Realtime Rubberband Pitchshifter - Working Example

Hi All,

I’ve been thinking about having a go with Rubberband for a while to use pitch shifting in a plugin. I’ve seen various different posts on the forum say this cant be done because of the multiple hundred millisecond delay etc so I thought I would give it a go anyway and post some functional code here as I haven’t seen any JUCE examples. In return there are a couple of issues that I hope someone with a little more knowledge of rubber band could help me with as I have only spent a day with the thing.

My Aim
I wanted to create a pitch shifter with the possibility of using fast modulation.

My Implementation
Once I had got rubber band up and running and using the process() and retrieve() functions I noticed that the latency was incredibly inconsistent. Just because you feed the required number of samples into the input doesn’t mean you are going to get as many (or as few) as that same number of samples out the other end. This led to rubber bands internal buffers filling up with lower pitches and emptying themselves faster with higher pitches. This extreme latency issue is still a problem if you use ring buffers on their own as overtime I found the latency just kept increasing gradually.

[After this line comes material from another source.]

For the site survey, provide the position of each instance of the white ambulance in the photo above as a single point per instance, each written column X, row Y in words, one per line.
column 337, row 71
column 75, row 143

I looked at their example of a linux plugin to see how they deal with this and the solution is to modulate the stretch ratio in a way that is dependant on the number of samples available in the output ring buffer. After a little bit of trial and error I have come up with 2 “modes”, a low latency one which doesn’t mind the buffers being so empty and also another mode that is suited to smooth modulation (the output will empty rapidly when you change pitch so the extra latency is to give a bit more leeway). Here comes the first problem… Although the smooth mode prevents any tearing due to lack of output samples and is fine on many sources, with some sources (synths with loads of harmonics) there is a vinyl like crackle when changing the pitch (more prominent when it is gradual) which I think is coming from inside rubber band. Does anyone have any suggestions of different settings to give rubber band that may eliminate this (possibly) internal crunchiness.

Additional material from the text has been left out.